Background

Historically, significant differences were observed in Internal Medicine (IM) graduate medical education evaluations and in certifying board examination scores according to gender of the resident physician. Program director ratings and evaluation scores were higher for men than women in areas such as medical knowledge, procedural skills and clinical judgment [1, 2]. Differences were also described according to attending physician gender, with male residents rated higher by male attending physicians in several domains [2]. While some contemporary data suggest that gender gaps in evaluation are narrowing [3,4,5], there continues to be evidence of gender bias [6,7,8,9], which may be a key factor in the disparity in female representation beyond residency, specifically in academic leadership [10, 11] and in the subspecialties of Cardiovascular disease, Critical Care Medicine and Pulmonary disease, and Gastroenterology [12].
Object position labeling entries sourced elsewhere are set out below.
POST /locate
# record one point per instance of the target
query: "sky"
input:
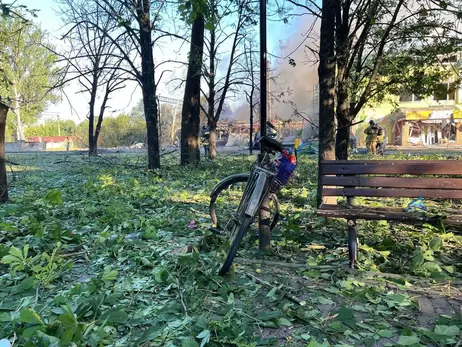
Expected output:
(74, 105)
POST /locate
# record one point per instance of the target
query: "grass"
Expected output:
(95, 253)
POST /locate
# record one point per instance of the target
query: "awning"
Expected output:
(426, 115)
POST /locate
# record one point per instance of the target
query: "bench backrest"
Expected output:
(371, 178)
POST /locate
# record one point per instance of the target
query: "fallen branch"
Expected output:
(175, 150)
(12, 162)
(288, 296)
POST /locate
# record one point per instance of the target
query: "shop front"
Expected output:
(428, 127)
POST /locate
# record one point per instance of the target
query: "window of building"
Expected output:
(409, 98)
(451, 91)
(450, 59)
(445, 91)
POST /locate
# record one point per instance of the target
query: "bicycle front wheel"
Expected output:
(225, 199)
(249, 206)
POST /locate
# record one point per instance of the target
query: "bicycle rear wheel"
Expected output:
(225, 199)
(250, 204)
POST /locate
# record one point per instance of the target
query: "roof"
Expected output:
(49, 138)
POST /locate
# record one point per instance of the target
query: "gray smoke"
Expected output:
(291, 87)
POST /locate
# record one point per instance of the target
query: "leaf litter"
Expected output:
(104, 253)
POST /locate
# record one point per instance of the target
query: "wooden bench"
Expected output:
(384, 179)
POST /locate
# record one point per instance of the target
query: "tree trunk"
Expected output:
(148, 84)
(251, 122)
(213, 138)
(212, 120)
(3, 180)
(190, 118)
(343, 100)
(92, 150)
(92, 144)
(17, 110)
(326, 72)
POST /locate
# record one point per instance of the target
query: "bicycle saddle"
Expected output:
(271, 144)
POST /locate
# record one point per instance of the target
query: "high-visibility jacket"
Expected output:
(205, 137)
(371, 132)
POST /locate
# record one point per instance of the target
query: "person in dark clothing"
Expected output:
(380, 140)
(205, 139)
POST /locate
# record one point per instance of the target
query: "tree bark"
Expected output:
(3, 179)
(190, 118)
(326, 72)
(92, 145)
(17, 110)
(211, 100)
(344, 118)
(148, 84)
(251, 122)
(213, 138)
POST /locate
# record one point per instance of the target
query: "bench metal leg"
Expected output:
(352, 242)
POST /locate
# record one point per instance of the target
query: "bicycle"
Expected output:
(264, 180)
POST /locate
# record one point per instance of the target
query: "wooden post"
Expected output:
(3, 180)
(264, 222)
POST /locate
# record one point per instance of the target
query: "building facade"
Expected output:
(409, 120)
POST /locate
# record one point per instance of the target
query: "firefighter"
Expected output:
(371, 139)
(205, 139)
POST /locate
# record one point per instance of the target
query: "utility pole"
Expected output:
(263, 74)
(59, 128)
(268, 83)
(264, 235)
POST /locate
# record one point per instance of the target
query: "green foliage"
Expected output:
(50, 128)
(125, 232)
(27, 69)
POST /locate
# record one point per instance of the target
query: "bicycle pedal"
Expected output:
(216, 231)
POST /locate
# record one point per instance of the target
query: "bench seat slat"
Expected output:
(386, 192)
(393, 182)
(370, 214)
(404, 167)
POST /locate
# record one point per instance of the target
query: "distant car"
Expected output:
(138, 145)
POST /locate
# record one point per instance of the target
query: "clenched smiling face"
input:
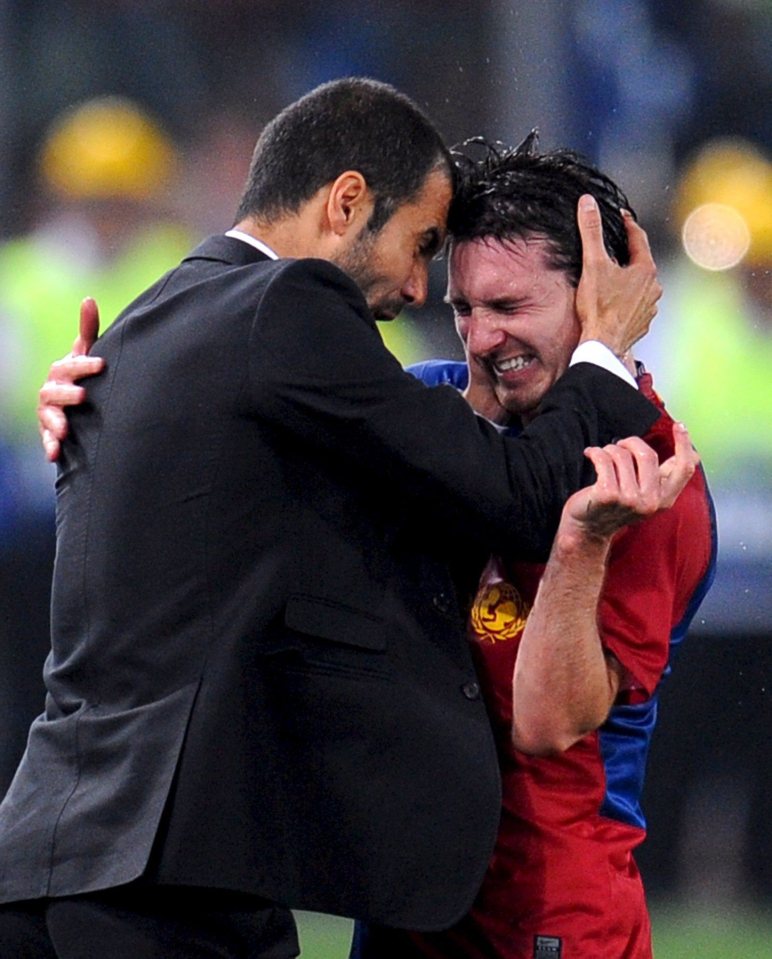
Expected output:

Differences between male and female resident performance on the certifying examination in IM of the American Board of Internal Medicine (ABIM) have also narrowed over time. Previously published reports found between 1973 and 1987, men had higher pass rates than women [1, 13]. But over the period between 1989 and 1992 the gender gap in the ABIM initial certifying examination in Internal Medicine performance appeared to close [14]. However, no further studies have investigated whether this finding persisted or has changed over time.

Further investigation of gender based differences in evaluation of resident performance in the modern era is necessary to monitor for trends and evidence of change, as this may elucidate whether differences in resident performance and medical knowledge influence gender discrepancies beyond residency. Also, performance evaluations have evolved to include the core competencies of the Accreditation Council for Graduate Medical Education (ACGME) [15]. These core competency evaluations provide a more comprehensive assessment of the skills necessary for medical practice. Very few large scale, contemporary studies of the effects of resident and faculty gender on resident performance evaluations have been performed in IM. Thus, as a first step in determining the association of gender on performance assessment in internal medicine and its subspecialties, we aimed to describe contemporary gender-differences in evaluation ratings and ABIM certification examination results using local and national data.

Methods

Subjects were 488 Internal Medicine residents and 430 faculty at the University of Texas (UT) Southwestern Medical Center between 2007 and 2012. Included residents were enrolled either in a 1 year Internal Medicine preliminary year program, or a 3 year Internal Medicine categorical residency program. Both categorical and preliminary residents were included so that findings regarding gender could be interpreted broadly across both groups. Internal Medicine faculty included those that supervised residents on inpatient clinical rotations. To maintain confidentiality, residents and faculty were assigned unique identifiers. The study was approved by the UT Southwestern Institutional Review Board.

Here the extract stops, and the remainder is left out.